Friday, October 4, 2024

Review: Ambrose Bierce and the Ace of Shoots

Ambrose Bierce and the Ace of Shoots Ambrose Bierce and the Ace of Shoots by Oakley Hall
My rating: 3 of 5 stars

Book rating 3.5 stars

Having read most of Ambrose Bierce’s The Unabridged Devil's Dictionary this title seemed interesting to me. Some years ago, I picked it up at deeply discounted used book sale at my local bookstore, that it was practically free. As my usual method, didn’t know what to expect with this book.

First off, it’s a series of titles and this one is not the first, it’s the fifth. So the main characters are perhaps more developed in earlier books of the series. I expected Ambrose Bierce to be the main character, but he wasn’t. Not sure if it’s that way in the series, or just this book. Instead the narrator is Tom Redmond, a journalist for the newspaper Examiner in San Francisco. Bierce also writes for the newspaper a column called Prattle. They are friends, Bierce does come up in the story, but he’s more of a side-kick in this book. Of course, this is a fictional Bierce modeled from the real person.

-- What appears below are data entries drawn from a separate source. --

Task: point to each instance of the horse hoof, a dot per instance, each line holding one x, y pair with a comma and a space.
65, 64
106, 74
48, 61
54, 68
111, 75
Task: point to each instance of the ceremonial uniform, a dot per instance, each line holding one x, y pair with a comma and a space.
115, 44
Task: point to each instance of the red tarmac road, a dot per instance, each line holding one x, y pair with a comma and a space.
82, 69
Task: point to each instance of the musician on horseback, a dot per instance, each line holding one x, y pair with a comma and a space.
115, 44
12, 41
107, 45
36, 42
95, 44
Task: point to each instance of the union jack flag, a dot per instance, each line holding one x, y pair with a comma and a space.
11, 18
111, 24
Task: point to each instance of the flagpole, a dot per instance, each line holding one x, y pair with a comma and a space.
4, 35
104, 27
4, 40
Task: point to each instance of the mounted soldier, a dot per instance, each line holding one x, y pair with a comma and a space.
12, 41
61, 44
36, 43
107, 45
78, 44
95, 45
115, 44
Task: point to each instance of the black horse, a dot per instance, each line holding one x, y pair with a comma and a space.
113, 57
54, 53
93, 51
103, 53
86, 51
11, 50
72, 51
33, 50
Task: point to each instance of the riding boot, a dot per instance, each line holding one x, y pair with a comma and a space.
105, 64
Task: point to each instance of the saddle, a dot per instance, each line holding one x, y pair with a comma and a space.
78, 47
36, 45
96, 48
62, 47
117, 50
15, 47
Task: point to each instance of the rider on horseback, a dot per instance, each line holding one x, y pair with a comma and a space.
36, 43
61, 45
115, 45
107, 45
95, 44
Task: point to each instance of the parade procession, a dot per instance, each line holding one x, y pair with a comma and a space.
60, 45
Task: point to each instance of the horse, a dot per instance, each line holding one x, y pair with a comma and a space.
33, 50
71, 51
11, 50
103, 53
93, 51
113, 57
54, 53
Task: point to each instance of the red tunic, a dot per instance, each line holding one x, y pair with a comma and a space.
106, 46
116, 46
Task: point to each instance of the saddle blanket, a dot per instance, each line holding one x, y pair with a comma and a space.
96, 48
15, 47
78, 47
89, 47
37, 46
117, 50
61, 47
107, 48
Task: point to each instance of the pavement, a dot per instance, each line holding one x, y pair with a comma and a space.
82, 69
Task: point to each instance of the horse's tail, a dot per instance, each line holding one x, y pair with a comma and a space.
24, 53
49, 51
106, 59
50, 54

Both are sometimes detectives and for this book they are summoned to a case of a murder. During a parade for the Colonel Studely Wild West Show the colonel himself is shot dead. High on the list of suspects is Oswald “Oz” Bird, train robber and recently out of jail for the shootings in Hungry Valley. His ex-wife Dora Pratt is the Ace of Shoots in the Wild West Show and Studley had taken her under his wing. Bird doesn’t consider the divorce to be valid and so has a vendetta against Studley.
The writing was good. The book has a historical feel as this takes place in 1892. Really liked how each chapter began with an entry out of the Devil’s Dictionary.

While the book was enjoyable enough, it wasn’t something I was floored by and want to search other the other books in the series.